Question 1. A dice is thrown 6 times. "If getting an odd number” is a success, what is the probability of
(iii) At most 5 successes?

Answer: A standard dice has three odd numbers. So, the chance of getting an odd number when you roll the dice is \( \frac{3}{6} = \frac{1}{2} \).
(i) Probability of getting 5 successes
\( P(5) = ^6C_5(\frac{1}{2})(\frac{1}{2})^5 \)
\( = 6.(\frac{1}{2})^6 = \frac{6}{64} = \frac{3}{32} \).
(ii) Probability of getting at least 5 successes
\( = P(\text{at least 5 successes}) \)
\( = P(5) + P(6) = ^6C_5(\frac{1}{2})^5(\frac{1}{2})^1 + ^6C_6(\frac{1}{2})^6 \)
\( = (\frac{1}{2})^6 (6 + 1) = \frac{7}{64} \).
(iii) P(at most 5 successes)
\( = P(0) + P(1) + P(2) + P(3) + P(4) + P(5) \)
\( = [P(0) + P(1) + P(2) + P(3) + P(4) + P(5)] - P(6) \)
\( = 1 - P(6) = 1 - (\frac{1}{2})^6 = 1 - \frac{1}{64} = \frac{63}{64} \).
In simple words: First, discover the likelihood of getting an odd number when rolling a dice. Then, compute the probability of getting exactly 5 odd numbers in 6 throws. After that, figure out the probability of getting 5 or 6 odd numbers. Finally, determine the probability of getting up to 5 odd numbers by subtracting the probability of getting exactly 6 odd numbers from the total probability of 1.

Exam Tip: For binomial distribution problems, clearly identify n (number of trials), p (probability of success), and q (probability of failure) before applying the formula. Remember that "at most k" means \( P(X \le k) \), and "at least k" means \( P(X \ge k) \).

 

Question 2. A pair of dice is thrown 4 times. If getting a doublet is considered a success, find the probability of two successes.
Answer: When a pair of dice is thrown, a doublet may be obtained in 6 ways.

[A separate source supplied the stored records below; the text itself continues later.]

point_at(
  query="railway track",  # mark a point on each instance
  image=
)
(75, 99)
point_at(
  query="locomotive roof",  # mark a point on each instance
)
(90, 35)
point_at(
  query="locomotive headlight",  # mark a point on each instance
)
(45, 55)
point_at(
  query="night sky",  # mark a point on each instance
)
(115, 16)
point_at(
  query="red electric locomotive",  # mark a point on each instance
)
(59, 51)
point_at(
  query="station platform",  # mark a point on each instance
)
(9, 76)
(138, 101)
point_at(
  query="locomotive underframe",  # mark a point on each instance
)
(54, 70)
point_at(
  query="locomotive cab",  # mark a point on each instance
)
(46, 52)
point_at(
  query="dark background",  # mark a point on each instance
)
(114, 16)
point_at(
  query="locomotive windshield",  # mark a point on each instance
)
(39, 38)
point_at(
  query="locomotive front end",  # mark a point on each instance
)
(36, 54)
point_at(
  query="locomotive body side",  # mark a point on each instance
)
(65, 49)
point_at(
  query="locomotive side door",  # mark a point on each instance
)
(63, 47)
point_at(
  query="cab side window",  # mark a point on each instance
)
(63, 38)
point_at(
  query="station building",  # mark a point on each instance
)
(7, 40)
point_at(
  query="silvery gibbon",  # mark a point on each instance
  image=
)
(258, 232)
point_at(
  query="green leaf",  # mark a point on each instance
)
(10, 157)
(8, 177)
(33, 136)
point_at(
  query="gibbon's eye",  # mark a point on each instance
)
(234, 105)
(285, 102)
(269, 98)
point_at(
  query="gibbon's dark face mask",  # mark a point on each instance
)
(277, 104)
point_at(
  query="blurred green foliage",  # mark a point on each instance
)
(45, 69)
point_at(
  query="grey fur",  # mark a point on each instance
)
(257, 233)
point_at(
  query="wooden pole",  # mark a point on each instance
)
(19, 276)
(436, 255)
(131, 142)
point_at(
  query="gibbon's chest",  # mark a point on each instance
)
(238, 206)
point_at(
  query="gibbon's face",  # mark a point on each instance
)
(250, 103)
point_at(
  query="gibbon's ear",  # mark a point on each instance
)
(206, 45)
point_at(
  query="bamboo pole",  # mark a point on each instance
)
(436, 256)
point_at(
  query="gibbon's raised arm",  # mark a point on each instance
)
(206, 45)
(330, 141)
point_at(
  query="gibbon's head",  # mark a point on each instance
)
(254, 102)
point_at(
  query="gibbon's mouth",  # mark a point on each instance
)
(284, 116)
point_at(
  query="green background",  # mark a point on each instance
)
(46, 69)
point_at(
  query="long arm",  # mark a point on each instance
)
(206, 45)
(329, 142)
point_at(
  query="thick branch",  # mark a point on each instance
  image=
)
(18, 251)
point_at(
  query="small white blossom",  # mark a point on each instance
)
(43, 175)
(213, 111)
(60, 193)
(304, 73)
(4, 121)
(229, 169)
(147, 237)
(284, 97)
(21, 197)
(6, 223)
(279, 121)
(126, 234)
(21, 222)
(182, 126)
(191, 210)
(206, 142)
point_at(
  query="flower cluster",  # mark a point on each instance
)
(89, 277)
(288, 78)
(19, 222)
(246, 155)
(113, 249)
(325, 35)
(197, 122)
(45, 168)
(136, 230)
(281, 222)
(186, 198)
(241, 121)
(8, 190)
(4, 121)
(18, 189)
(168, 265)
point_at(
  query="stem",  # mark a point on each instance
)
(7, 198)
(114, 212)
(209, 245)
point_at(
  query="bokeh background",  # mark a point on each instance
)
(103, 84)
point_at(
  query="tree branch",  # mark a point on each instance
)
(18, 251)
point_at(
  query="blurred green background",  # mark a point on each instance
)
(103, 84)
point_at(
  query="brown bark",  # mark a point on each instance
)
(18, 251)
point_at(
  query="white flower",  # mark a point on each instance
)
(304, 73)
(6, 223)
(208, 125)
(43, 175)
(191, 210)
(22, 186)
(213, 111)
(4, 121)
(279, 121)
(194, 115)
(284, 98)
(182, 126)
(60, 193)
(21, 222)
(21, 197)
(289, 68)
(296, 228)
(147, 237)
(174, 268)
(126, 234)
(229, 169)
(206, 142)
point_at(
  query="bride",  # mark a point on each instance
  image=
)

The total number of possible outcomes is 36. So, the probability of getting a doublet is \( \frac{6}{36} = \frac{1}{6} \). This makes \( p = \frac{1}{6} \) and \( q = \frac{5}{6} \). In 4 throws, the probability of getting two successes is:
\( = ^4C_2 p^2 q^2 = ^4C_2 (\frac{1}{6})^2 (\frac{5}{6})^2 \)
\( = \frac{4 \times 3}{1 \times 2} \times \frac{1}{36} \times \frac{25}{36} \)
\( = \frac{6 \times 25}{1296} = \frac{150}{1296} = \frac{25}{216} \).
In simple words: Find the chance of rolling two identical numbers (a doublet) with two dice. Since this is a binomial problem, figure out 'p' (success probability) and 'q' (failure probability). Then, use the binomial formula for exactly two successes in four tries.

Exam Tip: Remember that a doublet means both dice show the same number (e.g., (1,1), (2,2), etc.). Carefully count these successful outcomes and the total possible outcomes when two dice are rolled.

 

Question 3. There are 5% defective items in a large bulk of items. What is the probability that a sample of 10 items will include not more than one defective item?
Answer: The probability of getting one defective item is 5%, which means \( \frac{5}{100} = \frac{1}{20} \). Therefore, the probability of getting a good item is \( 1 - \frac{1}{20} = \frac{19}{20} \). A sample of 10 items includes not more than one defective item, meaning the sample contains at most one defective item. Its probability is \( P(0) + P(1) \).
\( = ^{10}C_0 (\frac{19}{20})^{10} (\frac{1}{20})^0 + ^{10}C_1 (\frac{19}{20})^9 (\frac{1}{20})^1 \)
\( = (\frac{19}{20})^{10} + 10 \times (\frac{19}{20})^9 \times \frac{1}{20} \)
\( = (\frac{19}{20})^9 (\frac{19}{20} + \frac{10}{20}) \)
\( = \frac{29}{20} (\frac{19}{20})^9 \).
In simple words: First, find the chances of having a defective item and a good item. Then, calculate the likelihood that, out of 10 chosen items, you will find either zero defective items or exactly one defective item. Add these two probabilities together to get the final answer.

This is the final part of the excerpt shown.